Fig. 2: USP4 interacts with both BRCA1 and BARD1.

a USP4 interacts with both BRCA1 and BARD1. 293 T cells were transfected with the indicated plasmids, and Flag-USP4 IPs were performed. BRCA1 and BARD1 were examined by WB using antibodies against HA or myc. b Endogenous USP4 interacts with BRCA1 in MCF-10A cells. Anti-USP4 antibody was used for IP and the blot was probed with anti-USP4 or BRCA1 antibody, respectively. c Endogenous BRCA1 interacts with USP4 in MCF-10A cells.
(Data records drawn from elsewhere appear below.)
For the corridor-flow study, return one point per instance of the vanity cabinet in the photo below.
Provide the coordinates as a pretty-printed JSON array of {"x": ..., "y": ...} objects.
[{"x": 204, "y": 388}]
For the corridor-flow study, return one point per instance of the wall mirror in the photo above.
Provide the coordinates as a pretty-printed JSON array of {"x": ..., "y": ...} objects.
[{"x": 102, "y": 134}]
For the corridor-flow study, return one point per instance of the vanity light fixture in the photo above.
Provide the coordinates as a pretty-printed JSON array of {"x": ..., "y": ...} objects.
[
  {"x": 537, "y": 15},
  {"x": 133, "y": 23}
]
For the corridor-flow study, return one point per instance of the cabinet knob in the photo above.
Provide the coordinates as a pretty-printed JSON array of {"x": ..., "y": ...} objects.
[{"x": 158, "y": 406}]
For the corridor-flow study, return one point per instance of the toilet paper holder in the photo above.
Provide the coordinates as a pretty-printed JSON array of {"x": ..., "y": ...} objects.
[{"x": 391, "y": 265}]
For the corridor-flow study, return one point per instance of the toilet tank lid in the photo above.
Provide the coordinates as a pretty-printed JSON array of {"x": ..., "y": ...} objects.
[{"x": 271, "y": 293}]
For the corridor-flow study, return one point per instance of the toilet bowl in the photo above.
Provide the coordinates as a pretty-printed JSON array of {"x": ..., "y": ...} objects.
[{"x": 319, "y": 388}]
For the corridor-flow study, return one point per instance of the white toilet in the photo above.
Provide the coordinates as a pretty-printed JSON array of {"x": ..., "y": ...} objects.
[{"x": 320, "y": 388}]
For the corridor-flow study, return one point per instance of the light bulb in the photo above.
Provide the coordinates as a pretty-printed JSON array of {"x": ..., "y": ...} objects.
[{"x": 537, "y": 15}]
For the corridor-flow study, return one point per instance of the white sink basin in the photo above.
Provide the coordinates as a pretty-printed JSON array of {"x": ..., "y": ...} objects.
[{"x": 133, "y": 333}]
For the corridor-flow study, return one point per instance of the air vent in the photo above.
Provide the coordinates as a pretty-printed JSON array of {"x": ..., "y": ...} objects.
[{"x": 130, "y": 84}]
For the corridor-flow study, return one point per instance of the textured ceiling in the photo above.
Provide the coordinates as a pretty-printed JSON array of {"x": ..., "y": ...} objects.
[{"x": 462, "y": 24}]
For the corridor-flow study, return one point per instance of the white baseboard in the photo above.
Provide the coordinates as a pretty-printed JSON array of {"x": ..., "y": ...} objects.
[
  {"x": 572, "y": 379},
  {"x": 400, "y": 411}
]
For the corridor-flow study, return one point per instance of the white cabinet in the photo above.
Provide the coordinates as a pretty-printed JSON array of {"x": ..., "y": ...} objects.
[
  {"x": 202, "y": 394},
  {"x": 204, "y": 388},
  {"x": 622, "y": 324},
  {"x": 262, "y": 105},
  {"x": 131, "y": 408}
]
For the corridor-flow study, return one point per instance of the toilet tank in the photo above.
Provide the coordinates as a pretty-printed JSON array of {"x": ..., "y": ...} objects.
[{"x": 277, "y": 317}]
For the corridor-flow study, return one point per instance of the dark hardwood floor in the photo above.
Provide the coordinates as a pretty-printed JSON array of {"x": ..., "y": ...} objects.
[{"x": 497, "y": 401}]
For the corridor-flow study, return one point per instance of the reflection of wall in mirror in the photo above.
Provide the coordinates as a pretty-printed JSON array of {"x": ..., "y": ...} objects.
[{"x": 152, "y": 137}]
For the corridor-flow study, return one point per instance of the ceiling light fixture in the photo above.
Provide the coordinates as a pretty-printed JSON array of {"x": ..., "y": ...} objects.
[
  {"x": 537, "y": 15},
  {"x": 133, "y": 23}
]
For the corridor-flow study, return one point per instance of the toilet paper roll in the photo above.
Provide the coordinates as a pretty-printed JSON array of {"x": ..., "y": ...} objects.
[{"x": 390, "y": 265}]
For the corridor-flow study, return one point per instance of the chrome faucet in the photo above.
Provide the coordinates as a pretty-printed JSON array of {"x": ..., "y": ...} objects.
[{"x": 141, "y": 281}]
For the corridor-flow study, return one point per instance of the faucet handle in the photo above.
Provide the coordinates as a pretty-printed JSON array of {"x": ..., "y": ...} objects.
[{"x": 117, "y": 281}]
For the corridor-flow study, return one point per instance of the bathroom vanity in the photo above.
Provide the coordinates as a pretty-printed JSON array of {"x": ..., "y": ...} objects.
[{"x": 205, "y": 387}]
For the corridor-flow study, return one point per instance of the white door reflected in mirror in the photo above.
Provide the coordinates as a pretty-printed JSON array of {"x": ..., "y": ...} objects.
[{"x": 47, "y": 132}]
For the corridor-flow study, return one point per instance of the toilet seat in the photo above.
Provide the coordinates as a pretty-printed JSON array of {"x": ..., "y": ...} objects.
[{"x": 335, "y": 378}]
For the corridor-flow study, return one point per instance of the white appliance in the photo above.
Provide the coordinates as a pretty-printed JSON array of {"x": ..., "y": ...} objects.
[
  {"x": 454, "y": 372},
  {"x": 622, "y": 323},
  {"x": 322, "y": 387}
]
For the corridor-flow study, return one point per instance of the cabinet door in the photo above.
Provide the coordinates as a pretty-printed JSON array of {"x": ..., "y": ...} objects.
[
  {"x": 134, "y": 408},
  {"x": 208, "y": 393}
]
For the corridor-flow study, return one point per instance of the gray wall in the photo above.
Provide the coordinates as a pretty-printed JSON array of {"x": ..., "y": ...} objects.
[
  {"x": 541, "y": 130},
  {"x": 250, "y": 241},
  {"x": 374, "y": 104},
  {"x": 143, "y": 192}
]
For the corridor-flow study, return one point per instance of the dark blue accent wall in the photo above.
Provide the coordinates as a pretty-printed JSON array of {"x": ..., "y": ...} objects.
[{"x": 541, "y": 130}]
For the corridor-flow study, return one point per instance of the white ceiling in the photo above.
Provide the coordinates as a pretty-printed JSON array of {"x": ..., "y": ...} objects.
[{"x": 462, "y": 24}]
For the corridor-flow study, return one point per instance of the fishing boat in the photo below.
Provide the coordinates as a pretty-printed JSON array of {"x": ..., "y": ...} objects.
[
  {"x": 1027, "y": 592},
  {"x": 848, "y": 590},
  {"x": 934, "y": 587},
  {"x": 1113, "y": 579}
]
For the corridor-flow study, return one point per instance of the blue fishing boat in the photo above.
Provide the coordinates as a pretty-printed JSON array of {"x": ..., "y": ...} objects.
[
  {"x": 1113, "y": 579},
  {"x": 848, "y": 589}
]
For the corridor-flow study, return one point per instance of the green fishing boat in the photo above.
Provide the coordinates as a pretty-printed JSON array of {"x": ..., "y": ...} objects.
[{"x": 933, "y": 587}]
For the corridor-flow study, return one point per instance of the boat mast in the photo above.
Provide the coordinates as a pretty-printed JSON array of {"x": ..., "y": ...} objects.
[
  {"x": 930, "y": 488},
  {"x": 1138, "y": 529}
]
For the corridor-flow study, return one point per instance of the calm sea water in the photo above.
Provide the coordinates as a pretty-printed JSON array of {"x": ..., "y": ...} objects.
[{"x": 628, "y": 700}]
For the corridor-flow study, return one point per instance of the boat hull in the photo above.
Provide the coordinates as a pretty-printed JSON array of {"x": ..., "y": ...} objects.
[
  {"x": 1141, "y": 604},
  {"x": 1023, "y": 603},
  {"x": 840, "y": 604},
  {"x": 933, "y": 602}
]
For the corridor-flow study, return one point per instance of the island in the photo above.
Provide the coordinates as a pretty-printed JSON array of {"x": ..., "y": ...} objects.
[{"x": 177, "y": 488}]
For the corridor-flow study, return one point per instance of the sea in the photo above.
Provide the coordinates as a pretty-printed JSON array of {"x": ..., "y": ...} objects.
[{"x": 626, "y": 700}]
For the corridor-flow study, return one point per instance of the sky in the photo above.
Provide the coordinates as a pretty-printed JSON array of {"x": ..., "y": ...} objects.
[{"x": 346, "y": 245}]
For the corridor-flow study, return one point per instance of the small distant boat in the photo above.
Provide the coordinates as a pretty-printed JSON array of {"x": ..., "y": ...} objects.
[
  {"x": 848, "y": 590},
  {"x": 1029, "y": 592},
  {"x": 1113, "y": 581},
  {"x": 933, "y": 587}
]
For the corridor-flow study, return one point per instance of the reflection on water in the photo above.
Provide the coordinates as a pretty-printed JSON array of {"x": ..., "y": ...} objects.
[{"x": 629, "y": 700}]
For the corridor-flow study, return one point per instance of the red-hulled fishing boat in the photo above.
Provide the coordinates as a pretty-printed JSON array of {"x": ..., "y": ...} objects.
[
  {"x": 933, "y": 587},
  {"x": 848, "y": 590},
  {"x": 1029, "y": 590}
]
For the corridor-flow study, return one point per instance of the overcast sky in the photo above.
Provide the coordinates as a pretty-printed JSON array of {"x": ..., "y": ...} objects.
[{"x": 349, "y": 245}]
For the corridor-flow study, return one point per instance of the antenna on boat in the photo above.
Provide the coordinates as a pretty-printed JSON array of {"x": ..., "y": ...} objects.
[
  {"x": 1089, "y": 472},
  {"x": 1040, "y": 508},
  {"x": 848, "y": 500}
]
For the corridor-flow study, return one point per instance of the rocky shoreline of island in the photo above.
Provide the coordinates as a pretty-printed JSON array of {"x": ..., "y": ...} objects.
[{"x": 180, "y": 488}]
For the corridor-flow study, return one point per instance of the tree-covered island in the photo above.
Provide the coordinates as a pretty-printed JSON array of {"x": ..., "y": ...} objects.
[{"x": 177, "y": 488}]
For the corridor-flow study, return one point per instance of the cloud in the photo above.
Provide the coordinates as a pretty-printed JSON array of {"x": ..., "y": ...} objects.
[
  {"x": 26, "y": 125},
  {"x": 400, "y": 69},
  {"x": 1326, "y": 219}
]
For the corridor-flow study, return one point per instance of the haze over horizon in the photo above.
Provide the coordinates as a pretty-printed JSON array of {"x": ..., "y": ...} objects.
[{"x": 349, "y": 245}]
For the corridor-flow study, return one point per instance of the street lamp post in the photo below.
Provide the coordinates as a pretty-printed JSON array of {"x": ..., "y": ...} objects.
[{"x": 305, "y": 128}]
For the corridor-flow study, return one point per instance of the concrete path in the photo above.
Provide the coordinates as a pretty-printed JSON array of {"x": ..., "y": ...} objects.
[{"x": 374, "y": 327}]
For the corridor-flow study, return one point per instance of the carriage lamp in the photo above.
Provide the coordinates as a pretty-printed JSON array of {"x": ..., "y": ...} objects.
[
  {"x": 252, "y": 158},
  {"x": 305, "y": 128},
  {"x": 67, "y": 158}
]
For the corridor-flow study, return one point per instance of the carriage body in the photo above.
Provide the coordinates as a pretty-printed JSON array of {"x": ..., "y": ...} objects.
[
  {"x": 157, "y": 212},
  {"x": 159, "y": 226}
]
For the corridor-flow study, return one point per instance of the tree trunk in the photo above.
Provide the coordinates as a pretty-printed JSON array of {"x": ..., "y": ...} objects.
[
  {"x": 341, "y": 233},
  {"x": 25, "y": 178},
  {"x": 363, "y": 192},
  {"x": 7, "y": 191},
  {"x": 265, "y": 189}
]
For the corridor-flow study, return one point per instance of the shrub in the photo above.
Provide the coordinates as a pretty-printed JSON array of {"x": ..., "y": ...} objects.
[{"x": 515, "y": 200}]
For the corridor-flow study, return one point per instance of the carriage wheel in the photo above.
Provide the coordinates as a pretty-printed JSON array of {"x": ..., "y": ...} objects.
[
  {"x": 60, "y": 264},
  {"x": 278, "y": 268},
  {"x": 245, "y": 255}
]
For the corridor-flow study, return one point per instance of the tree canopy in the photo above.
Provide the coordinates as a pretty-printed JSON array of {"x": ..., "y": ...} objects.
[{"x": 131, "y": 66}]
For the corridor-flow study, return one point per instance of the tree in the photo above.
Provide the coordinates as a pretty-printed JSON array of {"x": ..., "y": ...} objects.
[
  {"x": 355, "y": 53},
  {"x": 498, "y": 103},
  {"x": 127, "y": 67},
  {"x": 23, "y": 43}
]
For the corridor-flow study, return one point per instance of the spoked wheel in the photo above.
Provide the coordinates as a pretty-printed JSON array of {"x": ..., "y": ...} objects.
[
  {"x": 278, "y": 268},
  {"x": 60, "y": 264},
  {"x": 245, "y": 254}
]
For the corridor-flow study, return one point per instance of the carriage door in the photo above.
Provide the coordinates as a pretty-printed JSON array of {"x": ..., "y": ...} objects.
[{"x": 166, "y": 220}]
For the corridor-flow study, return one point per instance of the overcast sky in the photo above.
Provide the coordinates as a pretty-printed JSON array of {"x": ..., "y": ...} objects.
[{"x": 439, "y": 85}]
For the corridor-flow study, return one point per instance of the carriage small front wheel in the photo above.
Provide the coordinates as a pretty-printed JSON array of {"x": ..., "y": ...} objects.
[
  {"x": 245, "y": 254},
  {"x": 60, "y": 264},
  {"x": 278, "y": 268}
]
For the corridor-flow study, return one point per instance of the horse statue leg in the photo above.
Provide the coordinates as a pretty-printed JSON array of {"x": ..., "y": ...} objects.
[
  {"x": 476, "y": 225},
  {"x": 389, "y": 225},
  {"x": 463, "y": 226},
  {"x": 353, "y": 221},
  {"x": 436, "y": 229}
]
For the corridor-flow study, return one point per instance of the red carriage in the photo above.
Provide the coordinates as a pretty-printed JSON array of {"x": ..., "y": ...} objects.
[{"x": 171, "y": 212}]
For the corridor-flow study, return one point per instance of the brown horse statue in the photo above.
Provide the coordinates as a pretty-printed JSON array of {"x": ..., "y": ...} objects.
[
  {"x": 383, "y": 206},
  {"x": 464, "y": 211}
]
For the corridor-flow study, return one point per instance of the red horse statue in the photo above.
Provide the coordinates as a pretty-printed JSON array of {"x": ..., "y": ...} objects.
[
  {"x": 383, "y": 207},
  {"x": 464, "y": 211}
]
Endogenous BRCA1 was pulled down by anti-BRCA1 antibody and the IPs was blotted with anti-BRCA1 or USP4 antibody, respectively. d Interaction of USP4 with BRCA1 upon treatment of DNA damage agent. HEK293T cells were treated with the indicated DNA damage agents and the IPs of USP4 were analyzed by WB with the indicated antibodies. BRCA1 pulled down by USP4 was quantified and normalized with that of control (No treatment). e Interaction between USP4 and BRCA1 during cell cycle. HeLa cells were synchronized to G1/S boundary by double-thymidine block, and then released for the indicated time. The cell lysates of G1, S and G2/M phase were subjected to immunoprecipitation using anti-USP4 antibody. The IPs were analyzed by WB with the indicated antibodies. BRCA1 pulled down by USP4 was quantified and normalized with that of G1/S. Cell cycle was analyzed by FACS, and the distribution of cell cycle was indicated. Asyn, asynchronous cells. f USP4 interacts with BRCA1. HEK293T cells transfected with BRCA1 were lysed and the lysates were incubated with either GST or GST-USP4. GST-pulldowns were blotted with the indicated antibodies. g HA-tagged full-length or truncated BRCA1 were co-expressed with Flag-tagged USP4 in HEK293T cells. Extracts were subjected to IP with anti-Flag-M2 antibody, and analyzed by WB. h Schematic diagram showing the constructs expressing full-length BRCA1 and its truncated fragments (Top panel), or the structure of USP4 and deletion constructs used (bottom panel). i HA-tagged USP4 constructs were co-expressed with Flag-tagged BRCA1 in HEK293T cells. Cellular extracts were subjected to IP with anti-Flag-M2 antibody, and analyzed by WB.